Business executives’ optimism about the U.S. economy continues to soar but is tempered somewhat by growing inflation concerns, according to the first-quarter AICPA Economic Outlook Survey.

Seventy-nine percent of business executives said they were upbeat about prospects for the economy, eclipsing last quarter’s post-Great Recession high of 74%. As a point of reference, optimism levels were as low as 28% in early 2016. Survey respondents’ view of their own companies’ outlook over the next 12 months also set a post-recession record, with 71% expressing optimism.

“Business executives are drawing a lot of confidence from current economic indicators, and cite federal tax reform and deregulation as two factors in their improved outlook over the next year,” says Arleen Thomas, managing director of Americas market, global offerings and CGMA exam, management accounting for the Association of International Certified Professional Accountants. “At the same time, we’re seeing an uptick in concerns often associated with a hot economy, from talent pool issues to rising inflation fears.”

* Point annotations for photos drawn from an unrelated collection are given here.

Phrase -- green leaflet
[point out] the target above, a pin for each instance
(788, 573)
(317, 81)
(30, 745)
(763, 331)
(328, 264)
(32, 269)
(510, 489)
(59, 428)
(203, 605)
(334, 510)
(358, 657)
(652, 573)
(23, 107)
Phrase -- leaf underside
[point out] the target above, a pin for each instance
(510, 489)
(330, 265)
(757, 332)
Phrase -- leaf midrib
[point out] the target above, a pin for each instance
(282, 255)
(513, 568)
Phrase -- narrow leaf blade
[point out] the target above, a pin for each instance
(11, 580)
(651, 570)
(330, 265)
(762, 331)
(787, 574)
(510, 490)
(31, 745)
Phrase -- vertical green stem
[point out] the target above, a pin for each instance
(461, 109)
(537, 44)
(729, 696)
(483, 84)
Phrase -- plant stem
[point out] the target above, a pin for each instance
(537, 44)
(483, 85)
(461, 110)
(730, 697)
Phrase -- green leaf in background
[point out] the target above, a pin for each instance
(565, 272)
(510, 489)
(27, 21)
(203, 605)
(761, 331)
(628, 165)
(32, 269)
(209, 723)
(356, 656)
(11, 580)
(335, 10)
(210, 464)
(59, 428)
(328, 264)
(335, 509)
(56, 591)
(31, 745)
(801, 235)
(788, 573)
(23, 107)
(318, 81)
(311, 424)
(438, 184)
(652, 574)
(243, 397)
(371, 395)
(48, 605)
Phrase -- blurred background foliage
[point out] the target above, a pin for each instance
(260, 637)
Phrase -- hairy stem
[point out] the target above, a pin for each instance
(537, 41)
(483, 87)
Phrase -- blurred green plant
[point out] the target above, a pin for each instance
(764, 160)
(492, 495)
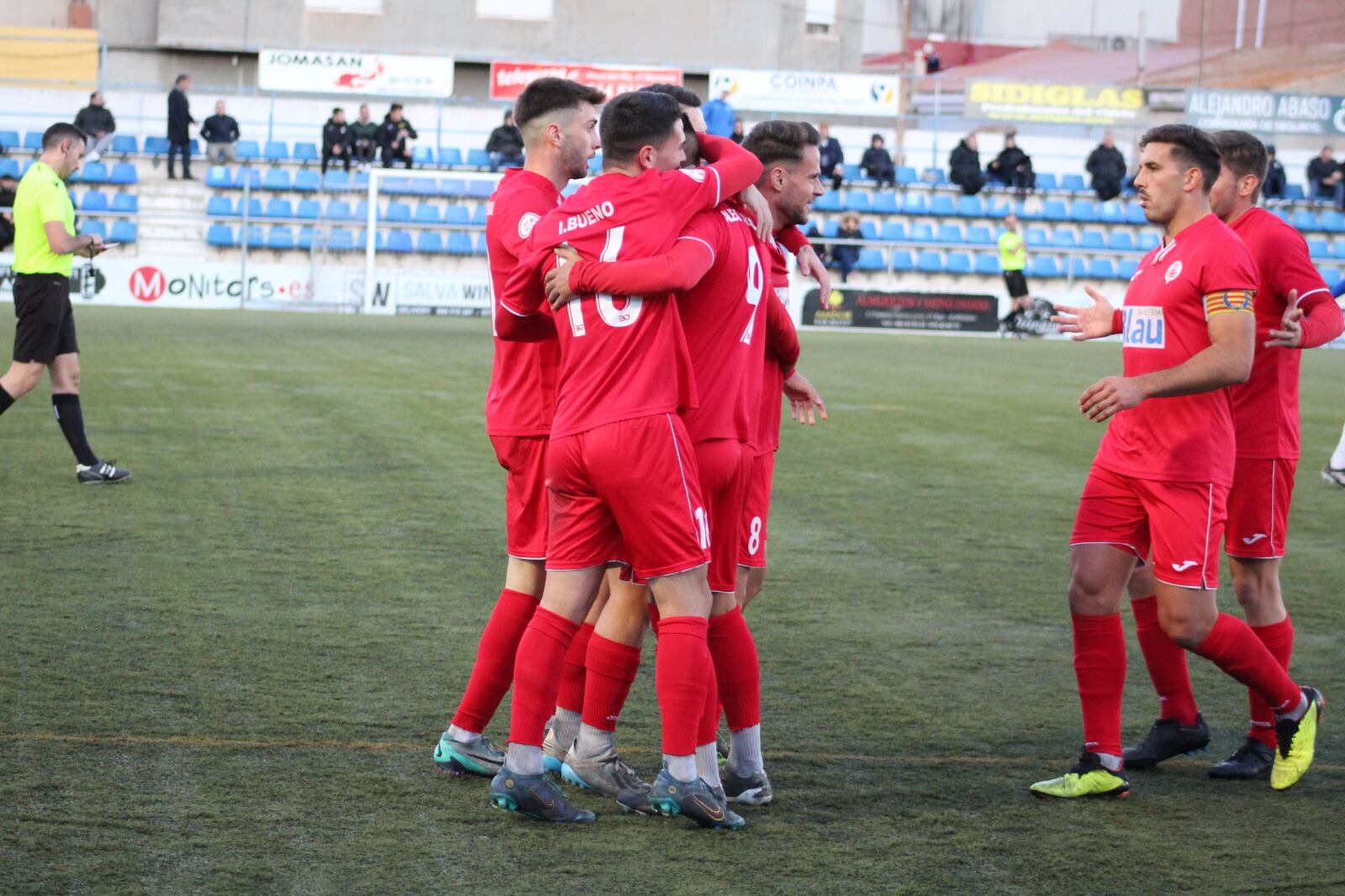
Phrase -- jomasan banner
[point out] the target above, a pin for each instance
(1044, 101)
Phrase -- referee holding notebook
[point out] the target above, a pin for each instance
(45, 245)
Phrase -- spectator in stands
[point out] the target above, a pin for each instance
(1013, 167)
(221, 134)
(833, 158)
(393, 136)
(7, 188)
(1275, 178)
(878, 165)
(1325, 178)
(336, 139)
(845, 257)
(1107, 167)
(179, 127)
(98, 125)
(506, 145)
(965, 166)
(719, 116)
(363, 139)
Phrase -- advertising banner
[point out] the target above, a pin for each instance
(1048, 103)
(1259, 112)
(509, 78)
(807, 92)
(356, 73)
(945, 311)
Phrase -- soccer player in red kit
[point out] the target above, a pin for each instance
(558, 120)
(620, 472)
(1295, 309)
(1160, 482)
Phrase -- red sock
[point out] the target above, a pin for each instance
(1279, 640)
(537, 674)
(572, 680)
(1232, 646)
(611, 672)
(493, 672)
(737, 669)
(1100, 669)
(679, 677)
(1167, 662)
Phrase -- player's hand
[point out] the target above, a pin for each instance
(760, 210)
(810, 266)
(1093, 322)
(804, 401)
(1106, 397)
(1290, 334)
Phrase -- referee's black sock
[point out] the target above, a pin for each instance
(71, 424)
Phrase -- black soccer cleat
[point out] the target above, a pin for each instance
(101, 472)
(1250, 762)
(1167, 739)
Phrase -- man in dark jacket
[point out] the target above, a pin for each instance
(878, 165)
(393, 134)
(336, 139)
(179, 127)
(219, 132)
(965, 166)
(98, 124)
(506, 145)
(833, 158)
(1107, 167)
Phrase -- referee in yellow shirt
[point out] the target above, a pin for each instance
(45, 245)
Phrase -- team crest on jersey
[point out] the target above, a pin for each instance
(1142, 327)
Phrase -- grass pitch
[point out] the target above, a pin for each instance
(228, 676)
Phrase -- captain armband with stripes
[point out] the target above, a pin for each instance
(1217, 303)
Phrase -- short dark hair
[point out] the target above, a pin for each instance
(676, 91)
(1190, 147)
(634, 120)
(55, 134)
(1244, 155)
(551, 94)
(779, 140)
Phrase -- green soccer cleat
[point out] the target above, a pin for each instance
(535, 797)
(1297, 743)
(1089, 777)
(474, 757)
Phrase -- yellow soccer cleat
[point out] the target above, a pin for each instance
(1089, 777)
(1297, 741)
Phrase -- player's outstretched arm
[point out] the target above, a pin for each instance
(1094, 322)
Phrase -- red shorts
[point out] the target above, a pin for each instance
(1258, 508)
(627, 493)
(525, 494)
(724, 466)
(1180, 521)
(757, 510)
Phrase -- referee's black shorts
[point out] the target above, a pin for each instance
(46, 319)
(1017, 284)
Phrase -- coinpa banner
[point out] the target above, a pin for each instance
(354, 73)
(807, 92)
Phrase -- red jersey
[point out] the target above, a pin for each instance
(625, 356)
(1266, 407)
(522, 396)
(1205, 269)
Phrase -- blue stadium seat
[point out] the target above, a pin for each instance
(124, 232)
(280, 239)
(221, 235)
(430, 241)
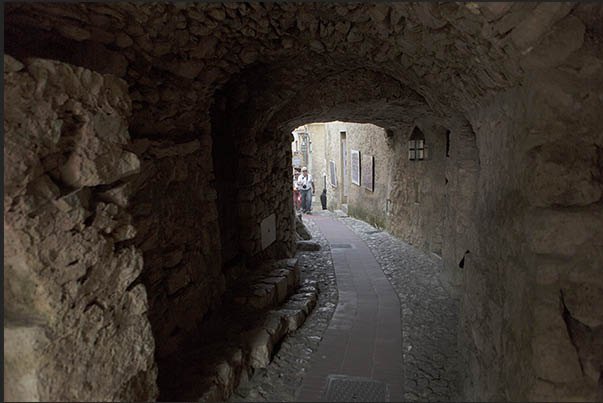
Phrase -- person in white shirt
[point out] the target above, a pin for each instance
(305, 184)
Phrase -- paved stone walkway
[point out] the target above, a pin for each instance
(283, 377)
(428, 362)
(364, 337)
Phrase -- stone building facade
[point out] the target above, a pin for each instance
(146, 143)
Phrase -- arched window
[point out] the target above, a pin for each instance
(416, 145)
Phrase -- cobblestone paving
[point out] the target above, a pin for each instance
(428, 315)
(283, 377)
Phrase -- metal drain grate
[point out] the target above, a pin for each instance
(341, 246)
(351, 389)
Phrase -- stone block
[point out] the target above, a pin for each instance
(263, 296)
(308, 246)
(22, 361)
(280, 283)
(294, 317)
(258, 342)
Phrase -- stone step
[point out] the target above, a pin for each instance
(269, 288)
(256, 346)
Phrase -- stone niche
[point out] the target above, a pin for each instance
(76, 325)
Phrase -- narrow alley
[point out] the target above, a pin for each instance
(446, 160)
(390, 298)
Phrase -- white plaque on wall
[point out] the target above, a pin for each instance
(333, 173)
(268, 231)
(355, 167)
(368, 167)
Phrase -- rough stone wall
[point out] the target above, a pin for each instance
(333, 153)
(543, 210)
(319, 159)
(76, 324)
(391, 65)
(175, 213)
(417, 188)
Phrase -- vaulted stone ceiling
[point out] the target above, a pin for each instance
(440, 56)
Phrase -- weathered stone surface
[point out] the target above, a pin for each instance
(73, 313)
(238, 79)
(307, 245)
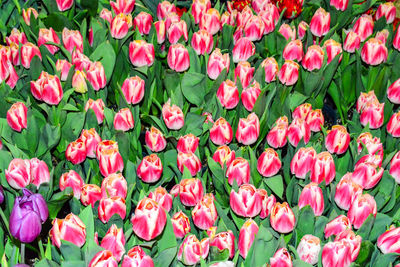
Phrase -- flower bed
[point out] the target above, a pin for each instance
(244, 133)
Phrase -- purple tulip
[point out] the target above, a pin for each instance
(1, 195)
(27, 216)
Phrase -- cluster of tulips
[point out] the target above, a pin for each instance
(145, 135)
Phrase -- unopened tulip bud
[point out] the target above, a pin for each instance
(238, 170)
(312, 195)
(309, 249)
(336, 226)
(338, 139)
(289, 73)
(360, 209)
(123, 120)
(141, 53)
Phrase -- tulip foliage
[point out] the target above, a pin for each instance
(210, 133)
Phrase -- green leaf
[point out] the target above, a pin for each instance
(193, 87)
(106, 55)
(275, 184)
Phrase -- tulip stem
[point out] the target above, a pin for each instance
(22, 252)
(40, 244)
(4, 218)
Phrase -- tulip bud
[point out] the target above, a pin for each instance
(346, 191)
(388, 10)
(367, 175)
(298, 130)
(79, 82)
(123, 120)
(70, 229)
(333, 49)
(224, 240)
(247, 235)
(110, 160)
(19, 173)
(173, 116)
(176, 31)
(17, 116)
(72, 40)
(114, 185)
(244, 72)
(120, 25)
(289, 73)
(269, 164)
(161, 30)
(224, 155)
(309, 249)
(28, 214)
(26, 14)
(248, 129)
(90, 193)
(303, 161)
(352, 42)
(389, 240)
(221, 133)
(238, 170)
(96, 76)
(64, 5)
(314, 58)
(114, 241)
(246, 202)
(323, 168)
(76, 152)
(16, 37)
(181, 224)
(28, 51)
(267, 203)
(336, 254)
(336, 226)
(250, 94)
(137, 257)
(72, 179)
(155, 140)
(98, 108)
(141, 53)
(282, 218)
(353, 240)
(289, 32)
(110, 206)
(202, 42)
(364, 27)
(91, 139)
(165, 8)
(254, 28)
(315, 119)
(243, 50)
(312, 195)
(281, 258)
(277, 135)
(205, 214)
(216, 63)
(360, 209)
(393, 92)
(47, 88)
(293, 50)
(228, 94)
(103, 258)
(302, 29)
(320, 22)
(143, 22)
(178, 58)
(337, 140)
(374, 52)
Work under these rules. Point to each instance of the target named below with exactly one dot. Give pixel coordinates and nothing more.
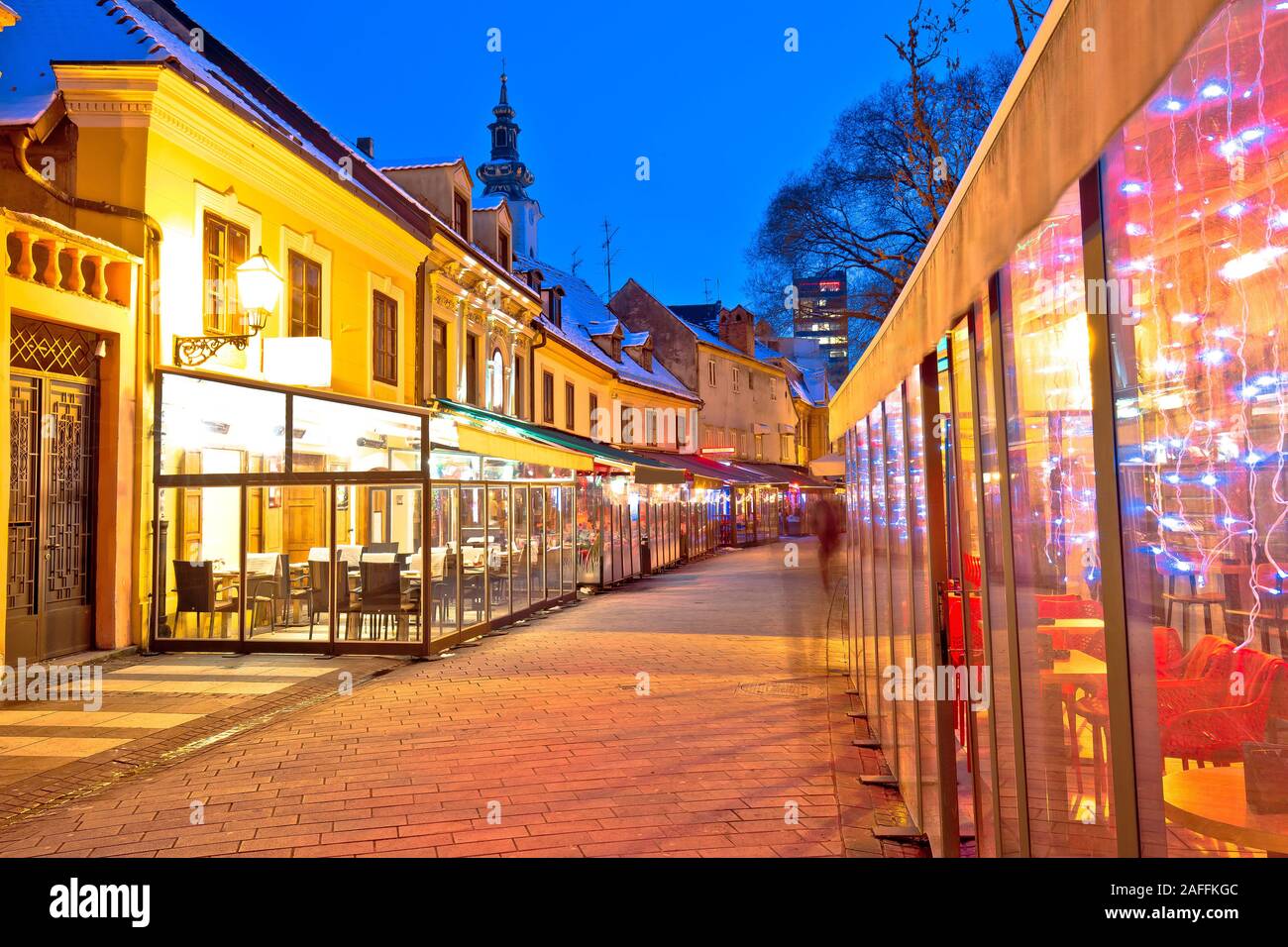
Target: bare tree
(1024, 17)
(885, 178)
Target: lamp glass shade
(259, 285)
(303, 361)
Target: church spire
(505, 174)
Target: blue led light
(1214, 356)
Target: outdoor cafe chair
(381, 596)
(320, 591)
(268, 585)
(194, 586)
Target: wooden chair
(265, 590)
(1188, 600)
(194, 586)
(381, 596)
(320, 591)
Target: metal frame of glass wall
(1109, 418)
(506, 548)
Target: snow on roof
(443, 161)
(159, 31)
(584, 316)
(707, 337)
(601, 326)
(62, 230)
(43, 35)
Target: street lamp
(259, 286)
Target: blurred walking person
(827, 527)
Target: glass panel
(443, 562)
(537, 544)
(570, 521)
(1056, 545)
(554, 541)
(996, 539)
(287, 553)
(901, 598)
(473, 513)
(883, 652)
(631, 534)
(590, 530)
(376, 570)
(925, 628)
(520, 540)
(867, 579)
(967, 626)
(351, 437)
(202, 418)
(202, 562)
(1197, 243)
(498, 551)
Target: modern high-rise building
(822, 313)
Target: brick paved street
(539, 744)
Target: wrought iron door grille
(24, 493)
(68, 534)
(47, 347)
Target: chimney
(738, 329)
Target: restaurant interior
(1137, 682)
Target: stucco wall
(1072, 93)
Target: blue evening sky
(706, 91)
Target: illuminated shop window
(1197, 239)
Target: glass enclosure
(1197, 241)
(1137, 329)
(317, 541)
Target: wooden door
(305, 510)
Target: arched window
(497, 386)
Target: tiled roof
(159, 31)
(706, 315)
(584, 316)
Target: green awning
(645, 470)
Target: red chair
(1168, 663)
(957, 657)
(1048, 605)
(1205, 681)
(1216, 735)
(1167, 650)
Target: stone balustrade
(52, 256)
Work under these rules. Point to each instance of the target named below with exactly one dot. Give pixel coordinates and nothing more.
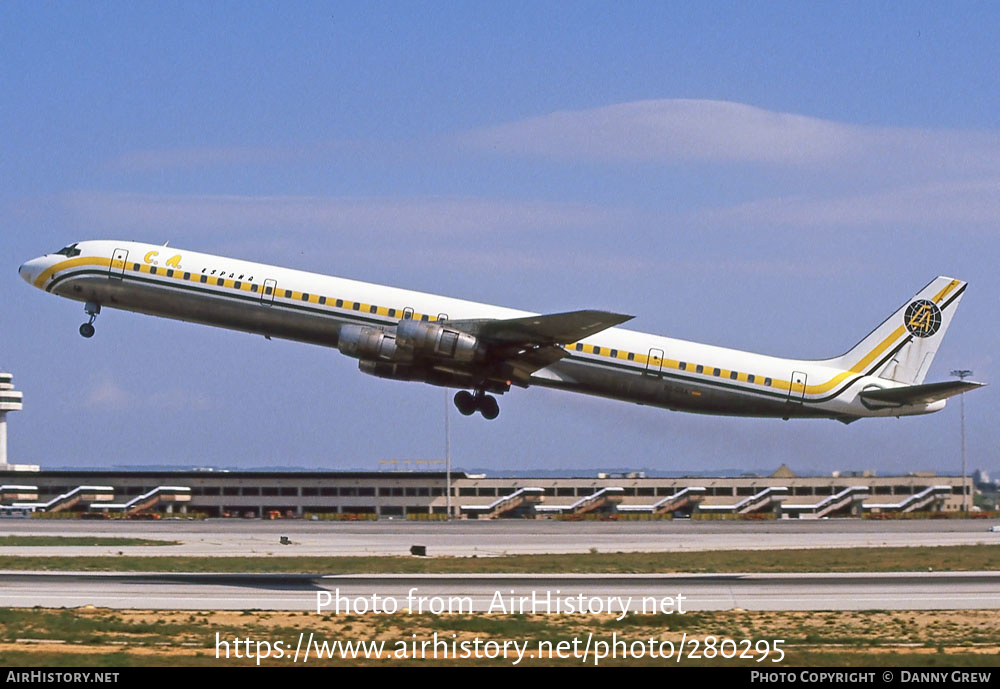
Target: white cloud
(109, 395)
(671, 131)
(178, 214)
(943, 206)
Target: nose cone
(30, 271)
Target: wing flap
(921, 394)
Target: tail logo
(922, 318)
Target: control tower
(10, 400)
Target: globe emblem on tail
(922, 318)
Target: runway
(219, 537)
(366, 594)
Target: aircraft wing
(520, 346)
(921, 394)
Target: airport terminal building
(424, 495)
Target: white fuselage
(308, 307)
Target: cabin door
(797, 390)
(118, 261)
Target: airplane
(484, 350)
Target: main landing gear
(92, 309)
(469, 404)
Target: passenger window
(68, 251)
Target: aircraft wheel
(465, 402)
(489, 408)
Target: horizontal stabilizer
(550, 329)
(921, 394)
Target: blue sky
(777, 177)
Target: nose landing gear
(91, 309)
(469, 404)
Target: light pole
(962, 374)
(447, 453)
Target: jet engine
(409, 341)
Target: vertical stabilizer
(902, 348)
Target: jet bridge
(603, 498)
(521, 498)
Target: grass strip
(94, 636)
(918, 558)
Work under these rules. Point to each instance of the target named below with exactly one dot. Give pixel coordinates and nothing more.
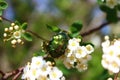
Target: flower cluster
(111, 3)
(39, 69)
(77, 56)
(111, 56)
(13, 33)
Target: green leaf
(27, 36)
(75, 27)
(118, 7)
(1, 12)
(100, 1)
(18, 23)
(3, 5)
(24, 26)
(112, 15)
(54, 28)
(50, 59)
(105, 8)
(84, 44)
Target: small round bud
(12, 24)
(17, 34)
(106, 37)
(13, 42)
(19, 40)
(16, 27)
(6, 29)
(10, 28)
(5, 34)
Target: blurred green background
(62, 13)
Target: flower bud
(13, 42)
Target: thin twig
(14, 73)
(35, 34)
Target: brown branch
(94, 29)
(35, 34)
(16, 73)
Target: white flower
(12, 24)
(10, 28)
(114, 67)
(6, 29)
(13, 41)
(34, 74)
(16, 27)
(67, 64)
(26, 71)
(105, 63)
(55, 74)
(80, 52)
(111, 3)
(19, 40)
(81, 67)
(17, 34)
(37, 62)
(111, 56)
(73, 43)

On the job front, half of business executives say their companies have the right number of employees. Hiring plans continue to improve, however, with 27% of companies saying they plan to fill positions immediately (up two percentage points from last quarter) and another 14% (up one percentage point) indicating they have too few employees but are hesitant to hire. Finding the right candidates remains an issue, however: ‘availability of skilled personnel’ remains the No. 1 challenge for businesses for the third quarter in a row.